We asked him more about why he wanted to come talk to us. He told us that every time they have had a session for trials recently, they were only accepting cases for plea-bargaining. I assume this is because Uganda is trying so hard to implement this new system. However, because of it, this man hasn’t gotten to go to trial. It made me sick to hear his story and see his desperation for anyone to help him. For a minute, we all wanted to let him just accept a plea so that at least he would have some certainty about when he would get out, but we knew we couldn’t allow him to do this. Thankfully, we told Professor Gash, who found out that he is on the list for the next High Court session to have his trial, and the session starts July 15, 2016. We rushed back to tell him that his trial was coming soon, and his face fell in his hands and he started tearing up. What was even better is that our Ugandan advocate (who is doing this work for free by the way) offered right on the spot to represent him at his trial! This was absolutely AMAZING, because he was not required in any way to do something like this for him. Although the man would otherwise receive a lawyer at some point, the lawyer may not advocate for him like Michael will. This story will hopefully have a happy ending. I hope more than anything that Michael is able to prove this man’s innocence and the judge will set him free in just a few weeks.

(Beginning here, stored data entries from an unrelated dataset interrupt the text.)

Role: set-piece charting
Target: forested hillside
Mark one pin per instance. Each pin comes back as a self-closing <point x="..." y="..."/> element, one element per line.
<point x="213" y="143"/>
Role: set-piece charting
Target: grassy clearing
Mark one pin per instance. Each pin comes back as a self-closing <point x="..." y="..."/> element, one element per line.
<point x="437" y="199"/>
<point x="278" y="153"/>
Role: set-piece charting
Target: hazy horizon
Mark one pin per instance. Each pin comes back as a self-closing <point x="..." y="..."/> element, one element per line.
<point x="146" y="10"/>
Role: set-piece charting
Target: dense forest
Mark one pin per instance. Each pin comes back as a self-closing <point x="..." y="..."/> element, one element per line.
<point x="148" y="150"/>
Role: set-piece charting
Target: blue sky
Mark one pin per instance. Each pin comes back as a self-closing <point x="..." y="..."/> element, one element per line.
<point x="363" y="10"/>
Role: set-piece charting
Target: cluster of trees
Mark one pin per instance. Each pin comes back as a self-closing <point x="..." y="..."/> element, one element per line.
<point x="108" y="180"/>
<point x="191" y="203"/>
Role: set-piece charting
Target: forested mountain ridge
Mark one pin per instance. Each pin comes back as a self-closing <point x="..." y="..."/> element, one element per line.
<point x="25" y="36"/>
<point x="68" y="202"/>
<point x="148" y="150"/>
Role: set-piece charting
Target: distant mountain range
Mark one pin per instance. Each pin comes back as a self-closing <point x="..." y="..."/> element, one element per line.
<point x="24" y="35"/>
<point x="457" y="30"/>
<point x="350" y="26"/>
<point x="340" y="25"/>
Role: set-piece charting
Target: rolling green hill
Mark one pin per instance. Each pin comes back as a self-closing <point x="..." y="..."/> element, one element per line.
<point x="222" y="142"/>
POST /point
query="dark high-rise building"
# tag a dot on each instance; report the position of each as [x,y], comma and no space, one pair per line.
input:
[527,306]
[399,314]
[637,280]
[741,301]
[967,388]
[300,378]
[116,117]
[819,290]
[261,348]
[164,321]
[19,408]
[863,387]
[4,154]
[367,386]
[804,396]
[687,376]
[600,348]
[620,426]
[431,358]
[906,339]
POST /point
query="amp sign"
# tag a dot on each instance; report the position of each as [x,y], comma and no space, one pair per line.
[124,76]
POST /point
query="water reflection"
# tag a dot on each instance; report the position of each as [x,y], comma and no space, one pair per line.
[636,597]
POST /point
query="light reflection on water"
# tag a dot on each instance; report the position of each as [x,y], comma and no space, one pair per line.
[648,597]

This was a tough case, and it is really difficult to grapple with the fact that an innocent man has been sitting in prison for several years waiting for the day he can try to prove his innocence at trial. He has been sitting there wondering if anybody would ever listen to him or help him, or if he would just rot away in prison for a crime he didn’t commit. His desperation was so deep that he was willing to plead guilty to an aggravated robbery charge that could have put him in prison for 30 years!! I’m thankful that his case came our way that day, and that he met a Ugandan advocate willing and able to help him. Not all cases like his will end this way though. I’m sure there are many more innocent people sitting in Ugandan prisons who are desperately waiting for their chance to prove their innocence, and they may not get that chance for several years.